Methods: This was a pre-post, quasi-experimental study conducted from December 2018 to March 2019. Data was collected from the electronic health record and through online reporting tools for 31-day baseline and intervention time periods. The primary outcome was pharmacist-reported medication dispensing errors. Secondary outcomes included error classification, medication errors captured by BCMP, staff adherence to BCMP, barcode scanning failures, and staff feedback. Chi-squared tests were used to evaluate pharmacist-reported error rates and error classification, and descriptive statistics were used to evaluate BCMP use compliance, barcode error detection and scanning failures, and staff experience.
Results: A total of 14,512 and 15,492 unit dose medications were dispensed in baseline and intervention periods, respectively.

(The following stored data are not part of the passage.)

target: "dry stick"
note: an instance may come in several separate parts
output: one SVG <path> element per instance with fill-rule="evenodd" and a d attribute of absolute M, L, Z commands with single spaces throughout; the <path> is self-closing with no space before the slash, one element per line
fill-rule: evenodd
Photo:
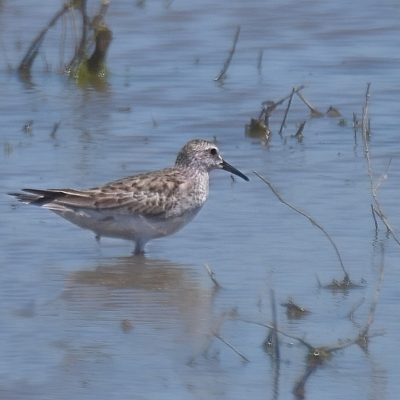
<path fill-rule="evenodd" d="M 30 69 L 32 67 L 33 61 L 35 60 L 40 45 L 43 42 L 43 39 L 47 33 L 47 31 L 57 22 L 57 20 L 62 17 L 69 10 L 68 4 L 64 4 L 64 6 L 54 14 L 54 17 L 50 20 L 45 28 L 43 28 L 39 34 L 32 41 L 28 51 L 26 52 L 24 58 L 18 66 L 18 71 L 23 74 L 29 74 Z"/>
<path fill-rule="evenodd" d="M 306 214 L 304 211 L 299 210 L 298 208 L 296 208 L 295 206 L 293 206 L 292 204 L 288 203 L 285 199 L 283 199 L 283 197 L 278 193 L 278 191 L 272 186 L 272 184 L 263 176 L 261 176 L 257 171 L 253 171 L 253 173 L 260 178 L 266 185 L 268 185 L 268 187 L 271 189 L 272 193 L 278 198 L 278 200 L 285 204 L 286 206 L 288 206 L 290 209 L 292 209 L 293 211 L 296 211 L 297 213 L 299 213 L 300 215 L 302 215 L 303 217 L 306 217 L 312 225 L 314 225 L 315 227 L 317 227 L 325 236 L 326 238 L 329 240 L 329 242 L 331 243 L 332 247 L 335 250 L 335 253 L 337 255 L 337 258 L 339 260 L 340 266 L 343 270 L 344 273 L 344 280 L 348 280 L 350 281 L 350 277 L 349 274 L 347 273 L 346 269 L 344 268 L 344 264 L 342 261 L 342 257 L 340 255 L 339 249 L 336 246 L 335 242 L 333 241 L 333 239 L 331 238 L 331 236 L 329 235 L 329 233 L 318 223 L 316 222 L 312 217 L 310 217 L 308 214 Z"/>
<path fill-rule="evenodd" d="M 228 58 L 225 60 L 225 63 L 224 63 L 224 66 L 222 67 L 221 72 L 218 74 L 218 76 L 216 78 L 214 78 L 214 81 L 220 81 L 221 79 L 225 78 L 226 71 L 229 68 L 229 65 L 230 65 L 230 63 L 232 61 L 233 54 L 235 53 L 235 50 L 236 50 L 236 44 L 237 44 L 237 42 L 239 40 L 239 35 L 240 35 L 240 25 L 236 29 L 235 37 L 233 39 L 232 48 L 231 48 L 231 50 L 229 52 Z"/>
<path fill-rule="evenodd" d="M 299 87 L 297 87 L 294 90 L 294 92 L 298 93 L 298 92 L 300 92 L 300 90 L 303 90 L 303 89 L 304 89 L 304 85 L 300 85 Z M 258 119 L 260 120 L 262 118 L 262 116 L 264 115 L 264 113 L 267 114 L 268 116 L 270 116 L 272 111 L 274 111 L 276 107 L 278 107 L 283 102 L 285 102 L 290 96 L 292 96 L 292 92 L 290 92 L 287 96 L 282 97 L 277 102 L 272 102 L 271 104 L 269 104 L 269 102 L 267 102 L 267 101 L 264 101 L 262 104 L 263 108 L 261 110 L 261 113 L 260 113 Z"/>
<path fill-rule="evenodd" d="M 296 92 L 297 96 L 300 97 L 301 101 L 310 109 L 313 115 L 322 115 L 300 92 Z"/>
<path fill-rule="evenodd" d="M 86 53 L 86 38 L 87 38 L 88 23 L 89 23 L 89 18 L 87 16 L 87 11 L 86 11 L 86 4 L 87 0 L 81 0 L 80 10 L 82 14 L 82 36 L 78 50 L 76 52 L 76 57 L 79 60 L 81 60 Z"/>
<path fill-rule="evenodd" d="M 292 93 L 290 93 L 288 105 L 287 105 L 286 110 L 285 110 L 285 115 L 283 116 L 283 120 L 282 120 L 282 123 L 281 123 L 281 127 L 279 128 L 279 132 L 278 132 L 278 133 L 279 133 L 279 136 L 280 136 L 280 137 L 282 137 L 283 127 L 285 126 L 286 118 L 287 118 L 288 113 L 289 113 L 289 108 L 290 108 L 290 105 L 292 104 L 292 99 L 293 99 L 294 91 L 295 91 L 295 88 L 293 88 L 293 89 L 292 89 Z"/>
<path fill-rule="evenodd" d="M 104 16 L 106 15 L 106 12 L 108 10 L 108 6 L 110 5 L 110 0 L 102 0 L 101 5 L 99 8 L 99 11 L 96 13 L 96 15 L 93 17 L 92 20 L 92 27 L 96 28 L 97 25 L 101 23 L 103 20 Z"/>
<path fill-rule="evenodd" d="M 379 217 L 379 219 L 383 222 L 385 225 L 386 229 L 388 232 L 392 235 L 392 238 L 394 241 L 400 246 L 400 240 L 396 236 L 396 233 L 394 232 L 393 228 L 390 226 L 390 223 L 385 216 L 382 207 L 379 203 L 378 200 L 378 188 L 381 184 L 381 180 L 378 182 L 377 185 L 374 183 L 374 178 L 372 176 L 372 166 L 371 166 L 371 158 L 370 158 L 370 152 L 369 152 L 369 145 L 368 145 L 368 135 L 369 135 L 369 124 L 368 124 L 368 107 L 369 107 L 369 90 L 370 90 L 371 84 L 367 84 L 367 90 L 365 93 L 365 104 L 363 107 L 363 115 L 361 119 L 361 126 L 362 126 L 362 140 L 363 140 L 363 145 L 364 145 L 364 156 L 367 162 L 367 173 L 370 181 L 370 188 L 371 188 L 371 195 L 372 195 L 372 200 L 373 200 L 373 210 L 374 213 Z M 390 162 L 389 162 L 390 165 Z"/>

A reduction in the number of pharmacist-reported dispensing errors was observed in the intervention period compared to the baseline period (0.06% versus 0.39%; p < 0.001). Most common error classifications in both periods were incorrect dose (50% versus 30%) and incorrect drug (32.1% versus 50%). Barcode scanning was completed for 82.6% of dispenses in the intervention period, of which 469 (3.7%) errors were detected.
Conclusion: The implementation of BCMP demonstrated a statistically significant reduction in the rate of dispensing-related medication errors (p < 0.001). These results support the use of BCMP in medication dispensing as a method of reducing rates of medication errors.